I am trying to apply PCA on huge sparse matrix, in the following link it says that randomizedPCA of sklearn can handle sparse matrix of scipy sparse format. Apply PCA on very large sparse matrix
However, I always get error. Can someone point out what I am doing wrong.

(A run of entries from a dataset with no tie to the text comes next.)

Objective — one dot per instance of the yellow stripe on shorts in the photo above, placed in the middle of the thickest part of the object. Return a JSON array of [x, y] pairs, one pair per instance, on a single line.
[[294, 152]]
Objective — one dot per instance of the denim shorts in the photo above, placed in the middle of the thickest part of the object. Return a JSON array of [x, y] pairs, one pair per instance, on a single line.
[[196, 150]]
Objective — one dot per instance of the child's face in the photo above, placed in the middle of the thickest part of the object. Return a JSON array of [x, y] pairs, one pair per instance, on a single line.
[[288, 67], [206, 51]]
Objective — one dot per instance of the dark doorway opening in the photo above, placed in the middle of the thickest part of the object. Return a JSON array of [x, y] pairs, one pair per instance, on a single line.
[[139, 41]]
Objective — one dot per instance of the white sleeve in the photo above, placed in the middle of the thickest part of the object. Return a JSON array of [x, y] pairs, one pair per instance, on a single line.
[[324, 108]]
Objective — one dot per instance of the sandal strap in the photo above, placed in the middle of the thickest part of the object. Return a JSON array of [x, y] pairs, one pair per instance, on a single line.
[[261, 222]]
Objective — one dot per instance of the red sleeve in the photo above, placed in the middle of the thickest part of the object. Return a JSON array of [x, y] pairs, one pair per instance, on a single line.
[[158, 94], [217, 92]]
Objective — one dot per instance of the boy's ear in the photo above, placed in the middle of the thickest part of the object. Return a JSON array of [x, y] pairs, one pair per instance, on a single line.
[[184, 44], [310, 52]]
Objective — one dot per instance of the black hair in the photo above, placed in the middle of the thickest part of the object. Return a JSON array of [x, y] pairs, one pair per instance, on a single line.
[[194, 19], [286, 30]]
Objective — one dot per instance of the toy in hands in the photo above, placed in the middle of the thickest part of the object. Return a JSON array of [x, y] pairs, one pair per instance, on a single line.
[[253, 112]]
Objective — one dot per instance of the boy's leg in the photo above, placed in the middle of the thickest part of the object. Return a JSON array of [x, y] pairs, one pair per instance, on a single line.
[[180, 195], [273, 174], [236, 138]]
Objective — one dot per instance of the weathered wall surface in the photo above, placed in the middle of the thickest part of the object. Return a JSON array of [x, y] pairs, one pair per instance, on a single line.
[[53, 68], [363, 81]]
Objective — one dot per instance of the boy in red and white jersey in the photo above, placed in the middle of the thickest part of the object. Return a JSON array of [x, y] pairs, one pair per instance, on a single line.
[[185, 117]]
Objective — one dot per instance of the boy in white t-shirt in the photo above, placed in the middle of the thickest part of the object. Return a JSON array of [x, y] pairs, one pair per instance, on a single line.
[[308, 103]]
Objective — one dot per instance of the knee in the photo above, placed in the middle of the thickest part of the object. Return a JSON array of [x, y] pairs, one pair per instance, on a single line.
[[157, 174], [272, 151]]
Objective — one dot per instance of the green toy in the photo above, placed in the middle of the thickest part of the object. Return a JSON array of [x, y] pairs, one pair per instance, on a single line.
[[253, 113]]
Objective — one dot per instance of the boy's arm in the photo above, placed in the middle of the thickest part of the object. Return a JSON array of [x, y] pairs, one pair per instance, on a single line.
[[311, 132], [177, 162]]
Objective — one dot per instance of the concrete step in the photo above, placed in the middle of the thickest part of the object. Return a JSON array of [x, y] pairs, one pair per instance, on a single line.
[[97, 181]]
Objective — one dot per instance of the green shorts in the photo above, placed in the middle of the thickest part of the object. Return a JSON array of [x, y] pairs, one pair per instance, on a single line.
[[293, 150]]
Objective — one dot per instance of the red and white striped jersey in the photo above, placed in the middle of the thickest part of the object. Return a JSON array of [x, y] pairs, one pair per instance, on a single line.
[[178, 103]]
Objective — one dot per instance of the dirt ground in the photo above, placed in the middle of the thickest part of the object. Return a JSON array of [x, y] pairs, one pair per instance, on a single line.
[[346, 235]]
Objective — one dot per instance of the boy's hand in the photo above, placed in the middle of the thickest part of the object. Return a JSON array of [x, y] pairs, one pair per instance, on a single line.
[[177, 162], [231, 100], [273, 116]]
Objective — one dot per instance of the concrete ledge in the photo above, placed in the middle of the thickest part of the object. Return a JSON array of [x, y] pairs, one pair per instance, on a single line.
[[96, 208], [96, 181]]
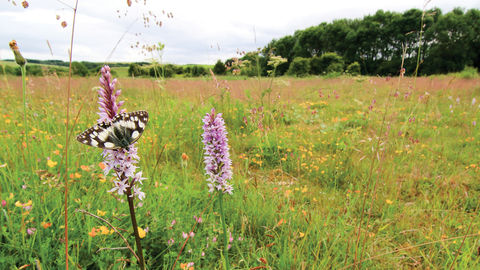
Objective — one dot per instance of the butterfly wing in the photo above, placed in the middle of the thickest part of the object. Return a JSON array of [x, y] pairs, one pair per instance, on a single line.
[[124, 130]]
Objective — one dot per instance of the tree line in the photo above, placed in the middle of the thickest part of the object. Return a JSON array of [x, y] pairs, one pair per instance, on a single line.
[[379, 44]]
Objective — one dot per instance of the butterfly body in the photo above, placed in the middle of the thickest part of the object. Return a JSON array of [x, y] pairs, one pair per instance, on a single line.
[[124, 130]]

Input matrix 'X_train' contains numbers in float64:
>>>type(X_train)
<class 'scipy.sparse.csr.csr_matrix'>
>>>X_train.shape
(2365436, 1617899)
>>>X_train.ndim
2
>>>X_train[0]
<1x1617899 sparse matrix of type '<type 'numpy.float64'>'
with 81 stored elements in Compressed Sparse Row format>
I am trying to do:
>>>from sklearn.decomposition import RandomizedPCA
>>>pca = RandomizedPCA()
>>>pca.fit(X_train)
Traceback (most recent call last):
File "<stdin>", line 1, in <module>
File "/home/RT11/.pyenv/versions/2.7.9/lib/python2.7/site-packages/sklearn/decomposition/pca.py", line 567, in fit
self._fit(check_array(X))
File "/home/RT11/.pyenv/versions/2.7.9/lib/python2.7/site-packages/sklearn/utils/validation.py", line 334, in check_array
copy, force_all_finite)
File "/home/RT11/.pyenv/versions/2.7.9/lib/python2.7/site-packages/sklearn/utils/validation.py", line 239, in _ensure_sparse_format
raise TypeError('A sparse matrix was passed, but dense '
TypeError: A sparse matrix was passed, but dense data is required. Use X.toarray() to convert to a dense numpy array.
if I try to convert to dense matrix, I think I am out of memory.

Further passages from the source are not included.